The Brewer’s Tale: A History of the World According to Beer
At times channeling Ken Kesey, Bruce Chatwin and Charlie Papazian, William Bostwick, in his new book, The Brewer’s Tale: A History of the World According to Beer, intersperses a keen understanding of the nuances of modern craft beer culture with detailed historical narratives. Meticulously researched and often possessing fresh and unrecycled references, the book is ambitious, intriguing and occasionally dense.
With chapter names such as “The Immigrant” and “The Industrialist,” Bostwick divides the book into eight historical brewing archetypes. The author of Beer Craft and a beer critic for the Wall Street Journal, Bostwick often writes with engaging and bright prose. The mildly lyrical and poetic nature of his words, however, when too heavily employed, detracts from the readability of the text. Mixed with the weight of obscure historical analogies and literary references, chapters such as “The Shaman” and “The Monk” tend to bog down.

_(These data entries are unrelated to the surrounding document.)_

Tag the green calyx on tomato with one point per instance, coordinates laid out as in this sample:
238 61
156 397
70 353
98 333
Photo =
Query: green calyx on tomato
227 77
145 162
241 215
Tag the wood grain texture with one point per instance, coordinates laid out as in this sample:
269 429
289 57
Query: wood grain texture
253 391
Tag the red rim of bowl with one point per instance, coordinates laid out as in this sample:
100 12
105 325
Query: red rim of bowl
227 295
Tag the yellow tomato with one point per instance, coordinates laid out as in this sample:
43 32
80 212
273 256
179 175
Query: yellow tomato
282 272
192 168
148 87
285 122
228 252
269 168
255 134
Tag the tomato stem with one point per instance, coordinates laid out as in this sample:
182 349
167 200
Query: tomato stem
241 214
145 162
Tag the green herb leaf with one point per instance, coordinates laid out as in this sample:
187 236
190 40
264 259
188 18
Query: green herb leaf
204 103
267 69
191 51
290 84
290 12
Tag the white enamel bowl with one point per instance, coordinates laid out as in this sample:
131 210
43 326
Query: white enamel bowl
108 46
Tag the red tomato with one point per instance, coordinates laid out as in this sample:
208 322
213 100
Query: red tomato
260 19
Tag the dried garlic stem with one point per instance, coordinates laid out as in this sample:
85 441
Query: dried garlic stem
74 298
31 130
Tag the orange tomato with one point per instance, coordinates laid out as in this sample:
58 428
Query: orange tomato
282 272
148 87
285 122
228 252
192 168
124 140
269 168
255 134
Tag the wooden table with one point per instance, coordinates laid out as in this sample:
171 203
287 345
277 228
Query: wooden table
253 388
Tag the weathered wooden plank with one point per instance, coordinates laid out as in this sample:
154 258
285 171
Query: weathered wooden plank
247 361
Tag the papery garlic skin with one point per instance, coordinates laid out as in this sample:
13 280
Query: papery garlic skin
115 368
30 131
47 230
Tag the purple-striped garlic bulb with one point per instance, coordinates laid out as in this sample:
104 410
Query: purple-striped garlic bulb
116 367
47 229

With the wide range of brewing history in its sights, the book quickly and frequently shifts focus between modern-day craft brewers and beermakers of centuries ago. Even with the listed historical archetypes as a guide, the connections drawn through this time-travel narrative device occasionally seem difficult to make.
The Brewer’s Tale is at its best when Bostwick captures a modern story, one where he performs the primary reporting onsite, especially if it’s an under-reported subject. While modern brewing history books appear compelled to include lengthy sections on Jim Koch, Sam Calagione and Sierra Nevada—and The Brewer’s Tale does as well—it also explores some less-familiar stories. The profiling of Brian Hunt of Moonlight Brewing Co., whom Bostwick describes as a “barefoot, Pan-like trickster,” is particularly strong and engaging. The Hunt section includes stories about eating (and brewing with) tree bark and explores nuances of flavor and aroma. This all-too-short narrative adventure tells an appealing story in colorful prose and is a highlight of the book. Similarly, “The Farmer” chapter is perhaps the most effective example of Bostwick’s juxtaposition of modern and historical narratives. Beginning with an inviting visit to Rogue Ales and its hop farm, the chapter smartly integrates stories from Allagash Brewing and Jolly Pumpkin with a foray into the history of saison and lambic beer styles, culminating in a particularly descriptive capturing of Bostwick’s homebrewed attempt to re-create the styles.
The Brewer’s Tale (W.W. Norton & Co., Hardcover, $26.95, 304 pp) marks a welcome departure from the stale and prosaic prose that comprises so much of beer writing today. Despite its structural challenges, the book provides homebrewers, history buffs and modern-day craft beer fans, as well as lovers of a good story, with much to contemplate.